Universal Design as Anti-racism

This piece is specific to the US, however it is relevant to countries that have been colonized that remain under occupied rule, such as Australia, Canada and New Zealand.

The image image is an illustration of the Salish Seas and surrounding basin.

I am on Indigenous land, on occupied land of the Duwamish Peoples to be exact. I am the child of immigrants from a war-torn country, Eritrea, who were moved on to this occupied land by the colonizers who both forced them off of their own and onto someone else’s. I use US currency, engage in an economic marketplace that was built on the backs of enslaved Africans, and is sustained by poor Black, Brown, Native and Undocumented people. And, it should go without saying that all of these communities have disabled members, who are denied access to physical spaces that are either theirs and/or exist at their expense.

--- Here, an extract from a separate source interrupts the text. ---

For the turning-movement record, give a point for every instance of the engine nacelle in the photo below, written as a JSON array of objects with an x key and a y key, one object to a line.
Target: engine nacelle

This is often forgotten in conversations about accessibility, and goes completely unacknowledged in mainstream disability rights movements. Accessibility is a matter of racial justice. Denying disabled people of color free access to these spaces is not only ableist; it is a part of colonialism. It is another way by which bodies of color are reminded of systemic power imbalances, reinforcing white supremacy and privilege.

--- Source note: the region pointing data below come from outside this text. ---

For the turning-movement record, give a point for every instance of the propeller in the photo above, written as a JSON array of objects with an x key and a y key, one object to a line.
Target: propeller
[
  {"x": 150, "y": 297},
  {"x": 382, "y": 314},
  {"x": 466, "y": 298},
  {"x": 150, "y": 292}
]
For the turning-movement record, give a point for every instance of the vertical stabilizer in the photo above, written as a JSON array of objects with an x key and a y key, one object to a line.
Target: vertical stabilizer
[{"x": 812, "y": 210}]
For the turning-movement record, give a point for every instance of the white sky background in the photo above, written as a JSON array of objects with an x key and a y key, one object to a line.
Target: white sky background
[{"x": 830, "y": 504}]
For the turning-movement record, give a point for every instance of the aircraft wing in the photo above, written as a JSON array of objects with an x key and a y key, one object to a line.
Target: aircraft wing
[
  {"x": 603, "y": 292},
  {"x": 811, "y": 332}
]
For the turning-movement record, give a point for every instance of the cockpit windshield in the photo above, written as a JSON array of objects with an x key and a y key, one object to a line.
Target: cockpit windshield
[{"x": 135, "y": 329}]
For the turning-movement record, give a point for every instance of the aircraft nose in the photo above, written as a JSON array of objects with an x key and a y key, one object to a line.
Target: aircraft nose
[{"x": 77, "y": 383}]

I urge all organizers to think about this. Consider what it means to have an inaccessible event on occupied land in a country built by Black slaves. I urge you to think about disability intersectionally. You cannot be an inaccessible event and be disability oriented, nor can you be anti-racist, queer, feminist, anti-classist, or any other form of anti-oppressiveness. Accessibility is fundamental to dismantling systems of oppression. It isn’t just some added bonus.